- Poster presentation
- Open Access
Administration of darunavir tablets in patients with difficulties in swallowing – two case reports
© Scholten et al; licensee BioMed Central Ltd. 2010
- Published: 8 November 2010
- Plasma Level
- Viral Load
- Trough Level
For various reasons it can be necessary to administer antiretrovirals permanently or temporarily in a dissolved form: swallowing difficulties, stomach tube or patients in an ICU. However, not all drugs are available as oral solution. Crushing and dissolving may be an option, but data on plasma levels and efficacy are limited or not existing.

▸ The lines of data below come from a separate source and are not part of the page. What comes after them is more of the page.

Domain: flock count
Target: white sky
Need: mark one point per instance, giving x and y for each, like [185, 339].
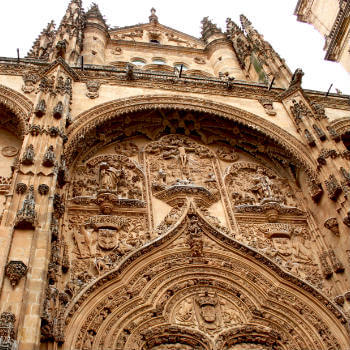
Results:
[299, 44]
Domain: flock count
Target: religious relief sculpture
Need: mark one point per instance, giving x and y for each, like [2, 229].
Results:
[207, 311]
[26, 216]
[92, 87]
[268, 106]
[98, 243]
[180, 167]
[286, 244]
[253, 188]
[109, 181]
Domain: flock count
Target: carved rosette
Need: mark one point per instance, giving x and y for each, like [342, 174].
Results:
[28, 155]
[14, 271]
[26, 216]
[21, 188]
[332, 225]
[106, 201]
[92, 87]
[7, 332]
[43, 189]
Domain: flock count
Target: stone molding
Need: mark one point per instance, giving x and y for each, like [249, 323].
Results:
[95, 116]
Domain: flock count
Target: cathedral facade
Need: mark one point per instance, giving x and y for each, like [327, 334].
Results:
[160, 191]
[331, 19]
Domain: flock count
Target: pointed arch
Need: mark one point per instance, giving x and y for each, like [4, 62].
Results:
[96, 116]
[136, 301]
[19, 105]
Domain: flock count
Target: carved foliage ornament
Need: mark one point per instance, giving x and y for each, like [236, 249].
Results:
[14, 271]
[26, 216]
[92, 87]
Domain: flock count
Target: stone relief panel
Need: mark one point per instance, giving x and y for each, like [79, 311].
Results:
[289, 245]
[99, 242]
[207, 312]
[9, 149]
[109, 181]
[250, 184]
[180, 167]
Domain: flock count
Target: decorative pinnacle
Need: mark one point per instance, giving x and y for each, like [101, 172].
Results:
[94, 12]
[232, 27]
[208, 28]
[153, 18]
[245, 21]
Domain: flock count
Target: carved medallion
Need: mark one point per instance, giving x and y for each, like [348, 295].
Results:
[9, 151]
[107, 238]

We report efficacy and plasma level data for two patients, one with dysphagia and Candida esophagitis and one with a stomach tube, who received darunavir (DRV) crushed and dissolved.

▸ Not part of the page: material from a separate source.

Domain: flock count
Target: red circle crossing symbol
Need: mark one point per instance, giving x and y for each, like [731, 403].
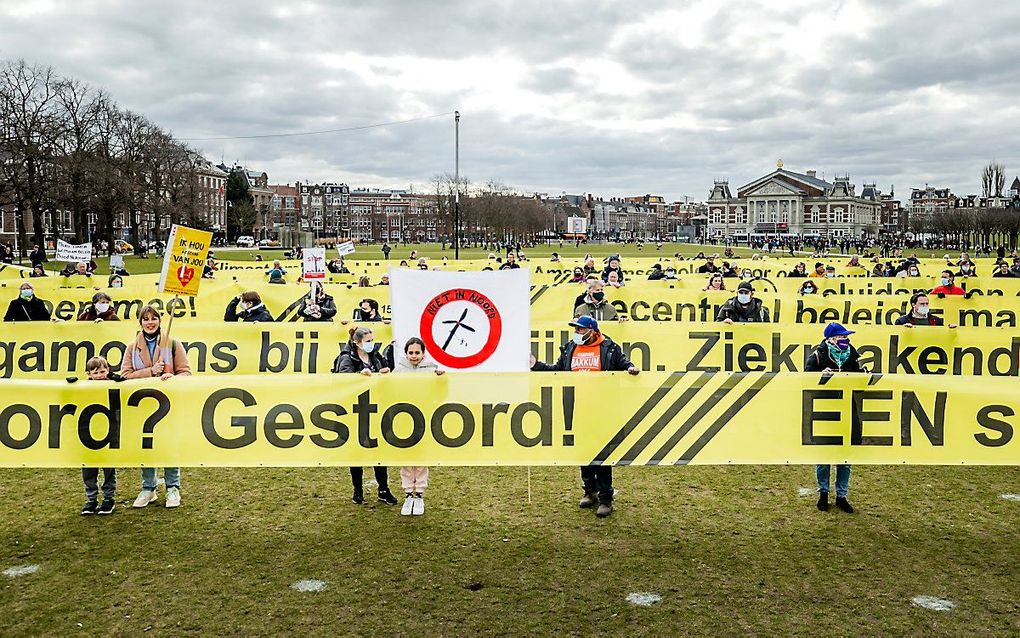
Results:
[461, 328]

Patient 1 is 57 year old HIV+ male (CDC C3), first diagnosed in 1990, who has been on various antiretroviral regimens since 1992. He presented with a VL of 72.551 copies/mL, 56 CD4 cells/mm3 and candida esophagitis. HAART was initiated with DRV/RTV 600/100 mg in combination with etravirine (ETR) and raltegravir (RAL). DRV and RAL tablets were crushed, ETR was suspended and ritonavir (RTV) was given as oral solution. The medication was well accepted with exception of RTV oral solution. Trough levels (10 h post dose) for DRV were 6.950 ng/mL; measured one month post treatment initiation. At that time, VL had declined to 102 copies/mL; CD4 count had increased to 111 cells/mm3. The patient was then switched to tablets, viral load has been <40 copies/mL since then.

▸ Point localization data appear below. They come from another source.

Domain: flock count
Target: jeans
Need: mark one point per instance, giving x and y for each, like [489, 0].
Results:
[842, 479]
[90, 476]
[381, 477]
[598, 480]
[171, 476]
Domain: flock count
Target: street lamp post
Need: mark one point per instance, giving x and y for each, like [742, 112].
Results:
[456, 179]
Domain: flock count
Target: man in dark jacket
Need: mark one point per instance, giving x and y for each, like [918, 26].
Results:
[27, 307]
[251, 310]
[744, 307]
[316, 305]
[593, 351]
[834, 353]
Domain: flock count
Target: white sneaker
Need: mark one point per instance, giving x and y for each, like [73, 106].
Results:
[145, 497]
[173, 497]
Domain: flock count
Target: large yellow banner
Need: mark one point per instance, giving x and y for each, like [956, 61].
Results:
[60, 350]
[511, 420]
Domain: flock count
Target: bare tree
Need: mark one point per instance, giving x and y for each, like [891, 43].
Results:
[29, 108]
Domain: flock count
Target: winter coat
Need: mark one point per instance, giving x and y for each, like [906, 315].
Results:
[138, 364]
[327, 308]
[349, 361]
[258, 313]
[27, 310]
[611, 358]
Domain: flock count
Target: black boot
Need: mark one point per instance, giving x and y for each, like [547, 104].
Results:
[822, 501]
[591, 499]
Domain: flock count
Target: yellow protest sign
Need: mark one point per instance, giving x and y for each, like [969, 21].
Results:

Patient 2 is a 48 year old HIV+ paraplegic woman (CDC C3), first diagnosed in 2004 with a permanent stomach tube. HAART with DRV/RTV 600/100 mg bid, RAL and tenofovir/emtricitabine via tube was initiated in 2008. Since then, viral load has been permanently < 40 copies/mL; CD4 count is stable between 440 and 540 cells/mm3. Plasma levels for DRV were within the therapeutic range: 4.430 ng/mL (5 hours post dose) in January and 5.210 ng/mL (3 hours post dose) in June.
Crushing DRV tablets and combining them with RTV oral solution reached adequate DRV plasma levels. In these two patients, HAART administered via artificial feeding was an effective option for short and long-term treatment.